In theory, this will reveal if that retailer is charging way too much. It's an option that E-tailers love; they see themselves making lots of sales off of greedy physical stores, especially because the sites typically have lower overhead expenses and, as a result, can sometimes charge a lot less.
But that's the opposite of what seems to be happening. The mobile barcode scan (the iPhone's RedLaser app is one of the better options) is apparently helping in-store sales, to the extent that it's having any effect at all. Consumers simply find the scans comforting, which makes them more likely to buy the item in-store because the online prices are not usually that much less than the in-store price.
Given that the consumer is already standing in that Target holding the desired item, there needs to be a rather substantial price differential to justify leaving the store and waiting for snailmail to deliver the item days from now. In short, the mobile barcode scans are a great idea for brick-and-mortars but are probably a weaker investment for online-only merchants.
The trick for E-Commerce sites is to get those scans to happen outside the store, at some place where an E-Commerce purchase is easier for consumers to make.
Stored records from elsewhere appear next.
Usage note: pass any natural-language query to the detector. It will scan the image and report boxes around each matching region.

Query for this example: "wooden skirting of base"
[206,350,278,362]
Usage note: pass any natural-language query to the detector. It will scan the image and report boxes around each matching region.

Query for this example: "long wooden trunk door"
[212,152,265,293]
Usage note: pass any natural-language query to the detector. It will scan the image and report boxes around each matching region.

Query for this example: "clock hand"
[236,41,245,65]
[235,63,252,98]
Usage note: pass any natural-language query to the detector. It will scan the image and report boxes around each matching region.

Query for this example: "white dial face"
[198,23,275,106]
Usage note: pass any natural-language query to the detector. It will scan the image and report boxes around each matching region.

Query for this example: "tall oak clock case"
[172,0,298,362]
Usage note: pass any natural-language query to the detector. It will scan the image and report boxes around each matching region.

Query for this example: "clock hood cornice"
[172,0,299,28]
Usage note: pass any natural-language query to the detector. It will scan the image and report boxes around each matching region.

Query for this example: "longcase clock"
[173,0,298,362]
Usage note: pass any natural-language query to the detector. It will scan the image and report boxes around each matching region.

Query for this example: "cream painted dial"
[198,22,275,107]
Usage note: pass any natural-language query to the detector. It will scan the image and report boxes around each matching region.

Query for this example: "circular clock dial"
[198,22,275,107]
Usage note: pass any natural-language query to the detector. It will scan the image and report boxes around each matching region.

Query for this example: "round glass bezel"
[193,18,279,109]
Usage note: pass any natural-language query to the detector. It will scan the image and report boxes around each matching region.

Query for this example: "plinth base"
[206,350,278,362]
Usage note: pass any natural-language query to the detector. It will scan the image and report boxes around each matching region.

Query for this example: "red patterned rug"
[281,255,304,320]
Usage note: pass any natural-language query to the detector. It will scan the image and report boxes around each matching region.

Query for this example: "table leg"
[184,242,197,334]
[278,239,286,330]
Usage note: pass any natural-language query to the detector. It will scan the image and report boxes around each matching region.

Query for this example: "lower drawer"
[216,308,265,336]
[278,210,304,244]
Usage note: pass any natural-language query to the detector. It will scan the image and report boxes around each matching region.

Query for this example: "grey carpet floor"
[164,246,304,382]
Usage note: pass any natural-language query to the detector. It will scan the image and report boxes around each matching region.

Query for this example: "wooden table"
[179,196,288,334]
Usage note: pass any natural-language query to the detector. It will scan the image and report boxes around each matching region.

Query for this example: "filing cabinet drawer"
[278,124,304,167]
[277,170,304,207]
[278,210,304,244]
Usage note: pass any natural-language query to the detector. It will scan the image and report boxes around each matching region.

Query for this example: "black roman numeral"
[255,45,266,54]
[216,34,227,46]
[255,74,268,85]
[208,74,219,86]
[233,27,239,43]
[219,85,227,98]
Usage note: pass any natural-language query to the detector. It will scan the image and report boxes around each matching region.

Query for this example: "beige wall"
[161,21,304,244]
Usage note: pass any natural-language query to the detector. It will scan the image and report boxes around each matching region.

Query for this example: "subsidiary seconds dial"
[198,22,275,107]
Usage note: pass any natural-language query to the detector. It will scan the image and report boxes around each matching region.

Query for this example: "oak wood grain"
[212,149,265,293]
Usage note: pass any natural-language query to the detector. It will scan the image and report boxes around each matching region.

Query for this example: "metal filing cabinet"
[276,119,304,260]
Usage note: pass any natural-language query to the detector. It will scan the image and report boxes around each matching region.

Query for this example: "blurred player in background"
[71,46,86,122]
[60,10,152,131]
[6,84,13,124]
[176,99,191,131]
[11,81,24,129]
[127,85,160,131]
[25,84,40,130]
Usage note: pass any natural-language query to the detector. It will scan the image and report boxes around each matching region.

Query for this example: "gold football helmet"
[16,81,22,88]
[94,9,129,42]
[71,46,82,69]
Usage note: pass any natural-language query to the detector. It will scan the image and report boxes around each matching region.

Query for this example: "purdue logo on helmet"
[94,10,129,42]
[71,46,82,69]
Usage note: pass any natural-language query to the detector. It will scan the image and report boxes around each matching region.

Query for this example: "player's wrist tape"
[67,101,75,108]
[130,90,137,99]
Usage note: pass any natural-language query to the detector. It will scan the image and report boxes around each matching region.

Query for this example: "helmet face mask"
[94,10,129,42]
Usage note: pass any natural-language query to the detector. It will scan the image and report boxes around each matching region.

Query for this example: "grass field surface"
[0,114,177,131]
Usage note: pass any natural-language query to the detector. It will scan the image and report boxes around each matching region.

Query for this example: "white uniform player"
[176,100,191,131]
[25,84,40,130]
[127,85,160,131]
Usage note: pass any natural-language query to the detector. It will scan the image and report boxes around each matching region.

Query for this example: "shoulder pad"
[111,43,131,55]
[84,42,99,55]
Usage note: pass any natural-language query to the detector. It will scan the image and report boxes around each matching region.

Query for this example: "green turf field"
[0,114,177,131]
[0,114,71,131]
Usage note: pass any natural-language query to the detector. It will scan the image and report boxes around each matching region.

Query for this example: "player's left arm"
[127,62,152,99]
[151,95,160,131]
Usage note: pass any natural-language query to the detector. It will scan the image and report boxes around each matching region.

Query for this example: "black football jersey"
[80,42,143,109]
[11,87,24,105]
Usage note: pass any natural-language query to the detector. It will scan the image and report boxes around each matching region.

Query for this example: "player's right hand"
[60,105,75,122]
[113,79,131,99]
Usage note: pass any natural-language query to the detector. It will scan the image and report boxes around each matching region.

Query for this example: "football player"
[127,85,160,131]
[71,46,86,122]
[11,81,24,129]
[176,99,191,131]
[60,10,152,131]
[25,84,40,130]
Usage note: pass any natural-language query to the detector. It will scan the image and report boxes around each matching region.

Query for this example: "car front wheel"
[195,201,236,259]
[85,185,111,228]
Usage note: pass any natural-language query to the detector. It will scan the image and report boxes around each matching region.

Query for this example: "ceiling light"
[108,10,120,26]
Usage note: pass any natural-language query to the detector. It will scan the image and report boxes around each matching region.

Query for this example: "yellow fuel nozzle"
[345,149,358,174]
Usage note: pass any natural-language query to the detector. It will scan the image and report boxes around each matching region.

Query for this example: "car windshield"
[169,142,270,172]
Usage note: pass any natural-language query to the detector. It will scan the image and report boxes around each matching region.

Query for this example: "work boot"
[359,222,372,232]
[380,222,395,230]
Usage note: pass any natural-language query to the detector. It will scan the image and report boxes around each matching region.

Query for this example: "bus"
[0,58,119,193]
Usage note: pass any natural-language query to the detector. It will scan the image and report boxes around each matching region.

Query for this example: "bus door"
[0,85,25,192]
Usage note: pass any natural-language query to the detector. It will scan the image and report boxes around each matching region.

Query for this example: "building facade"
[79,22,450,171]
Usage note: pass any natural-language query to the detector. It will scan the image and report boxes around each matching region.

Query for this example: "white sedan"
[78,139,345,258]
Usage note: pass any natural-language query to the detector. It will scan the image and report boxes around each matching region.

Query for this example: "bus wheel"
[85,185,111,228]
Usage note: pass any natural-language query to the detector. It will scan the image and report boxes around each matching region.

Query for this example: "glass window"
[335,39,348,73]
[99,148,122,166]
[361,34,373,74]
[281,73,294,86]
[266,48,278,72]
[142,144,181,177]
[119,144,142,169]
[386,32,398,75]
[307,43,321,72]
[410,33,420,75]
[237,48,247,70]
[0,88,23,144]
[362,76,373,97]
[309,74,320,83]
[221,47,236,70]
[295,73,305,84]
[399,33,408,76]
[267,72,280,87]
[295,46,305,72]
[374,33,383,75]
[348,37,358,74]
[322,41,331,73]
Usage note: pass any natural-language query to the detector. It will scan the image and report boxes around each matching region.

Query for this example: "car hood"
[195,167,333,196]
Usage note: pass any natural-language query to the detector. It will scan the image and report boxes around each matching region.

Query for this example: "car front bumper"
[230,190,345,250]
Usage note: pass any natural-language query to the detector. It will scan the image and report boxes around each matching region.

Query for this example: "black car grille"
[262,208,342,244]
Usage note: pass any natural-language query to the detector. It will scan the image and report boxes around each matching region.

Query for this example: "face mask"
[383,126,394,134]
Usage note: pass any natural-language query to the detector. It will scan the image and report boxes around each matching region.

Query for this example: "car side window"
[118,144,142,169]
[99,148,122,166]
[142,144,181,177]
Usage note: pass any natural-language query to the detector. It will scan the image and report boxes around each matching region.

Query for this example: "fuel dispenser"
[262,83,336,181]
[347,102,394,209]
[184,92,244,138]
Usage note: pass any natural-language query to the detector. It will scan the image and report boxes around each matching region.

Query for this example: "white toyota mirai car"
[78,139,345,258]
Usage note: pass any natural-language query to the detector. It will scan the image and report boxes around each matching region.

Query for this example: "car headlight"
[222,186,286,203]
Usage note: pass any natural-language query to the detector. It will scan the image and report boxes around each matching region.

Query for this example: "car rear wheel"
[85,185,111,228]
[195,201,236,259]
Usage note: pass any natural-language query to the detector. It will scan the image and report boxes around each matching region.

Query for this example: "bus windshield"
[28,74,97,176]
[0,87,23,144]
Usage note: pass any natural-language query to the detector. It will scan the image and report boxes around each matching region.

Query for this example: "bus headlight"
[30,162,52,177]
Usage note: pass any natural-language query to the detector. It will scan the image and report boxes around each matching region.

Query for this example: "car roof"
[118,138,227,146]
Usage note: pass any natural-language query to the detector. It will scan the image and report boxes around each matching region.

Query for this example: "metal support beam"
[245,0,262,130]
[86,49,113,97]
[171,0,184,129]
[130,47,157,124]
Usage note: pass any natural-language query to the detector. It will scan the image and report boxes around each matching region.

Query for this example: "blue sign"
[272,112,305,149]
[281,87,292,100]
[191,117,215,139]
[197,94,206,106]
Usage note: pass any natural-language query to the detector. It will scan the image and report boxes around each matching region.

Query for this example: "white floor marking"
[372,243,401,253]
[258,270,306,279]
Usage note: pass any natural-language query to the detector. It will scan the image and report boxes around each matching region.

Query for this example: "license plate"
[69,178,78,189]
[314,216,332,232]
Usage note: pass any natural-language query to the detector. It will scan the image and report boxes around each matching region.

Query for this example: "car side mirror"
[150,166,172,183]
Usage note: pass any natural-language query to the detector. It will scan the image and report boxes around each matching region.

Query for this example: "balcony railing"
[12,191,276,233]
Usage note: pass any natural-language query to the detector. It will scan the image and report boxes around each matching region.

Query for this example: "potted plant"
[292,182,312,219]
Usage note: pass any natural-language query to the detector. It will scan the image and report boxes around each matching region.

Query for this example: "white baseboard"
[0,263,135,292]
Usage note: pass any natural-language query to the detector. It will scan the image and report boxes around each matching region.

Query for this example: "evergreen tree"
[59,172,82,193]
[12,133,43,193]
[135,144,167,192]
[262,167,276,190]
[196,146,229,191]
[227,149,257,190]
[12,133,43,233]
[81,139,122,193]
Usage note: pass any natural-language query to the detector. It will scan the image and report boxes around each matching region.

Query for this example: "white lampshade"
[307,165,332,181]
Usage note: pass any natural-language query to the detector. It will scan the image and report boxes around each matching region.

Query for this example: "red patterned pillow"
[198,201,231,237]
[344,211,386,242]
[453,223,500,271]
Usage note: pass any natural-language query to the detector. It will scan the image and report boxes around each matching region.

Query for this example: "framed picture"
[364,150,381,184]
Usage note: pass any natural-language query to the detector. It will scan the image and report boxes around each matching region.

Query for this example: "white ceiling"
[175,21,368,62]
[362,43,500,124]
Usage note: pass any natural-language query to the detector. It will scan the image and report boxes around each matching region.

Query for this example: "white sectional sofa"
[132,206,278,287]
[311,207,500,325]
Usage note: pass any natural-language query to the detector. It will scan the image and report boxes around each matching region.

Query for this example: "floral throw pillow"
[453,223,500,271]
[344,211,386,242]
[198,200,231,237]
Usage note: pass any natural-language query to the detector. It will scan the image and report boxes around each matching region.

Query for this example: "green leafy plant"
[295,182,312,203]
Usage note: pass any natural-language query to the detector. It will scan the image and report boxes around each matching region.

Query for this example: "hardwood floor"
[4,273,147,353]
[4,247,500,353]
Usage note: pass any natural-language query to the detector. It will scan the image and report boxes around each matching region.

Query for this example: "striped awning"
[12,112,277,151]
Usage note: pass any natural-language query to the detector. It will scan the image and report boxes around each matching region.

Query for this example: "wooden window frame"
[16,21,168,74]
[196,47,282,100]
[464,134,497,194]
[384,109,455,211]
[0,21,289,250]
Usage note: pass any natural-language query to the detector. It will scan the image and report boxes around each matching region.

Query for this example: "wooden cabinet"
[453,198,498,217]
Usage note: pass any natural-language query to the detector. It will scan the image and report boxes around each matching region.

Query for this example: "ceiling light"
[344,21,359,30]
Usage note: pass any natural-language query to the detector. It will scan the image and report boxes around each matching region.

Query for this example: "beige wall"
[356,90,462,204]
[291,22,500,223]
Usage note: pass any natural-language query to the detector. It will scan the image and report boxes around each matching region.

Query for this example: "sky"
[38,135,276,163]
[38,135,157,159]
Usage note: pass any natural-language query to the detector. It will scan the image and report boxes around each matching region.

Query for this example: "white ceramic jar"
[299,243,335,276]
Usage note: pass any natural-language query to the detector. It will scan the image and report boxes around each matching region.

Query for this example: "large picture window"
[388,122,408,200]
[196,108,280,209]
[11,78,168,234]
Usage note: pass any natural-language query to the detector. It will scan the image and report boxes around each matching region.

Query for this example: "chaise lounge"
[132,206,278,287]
It could still work wonders for out-of-stock situations, except that there would likely be no barcodes to scan if there's no inventory left. (Sure, the consumer could type the name of the product into a browser, but where's the high-tech fun in that? At least use the voice-recognition power of Google's iPhone app to generate a little geeky self-respect.)
If these barcode apps become popular, we wonder how some chains with price-match guarantees will deal with the situation? Will a BlackBerry screen filled with online pricing that's between 10 percent and 40 percent lower qualify?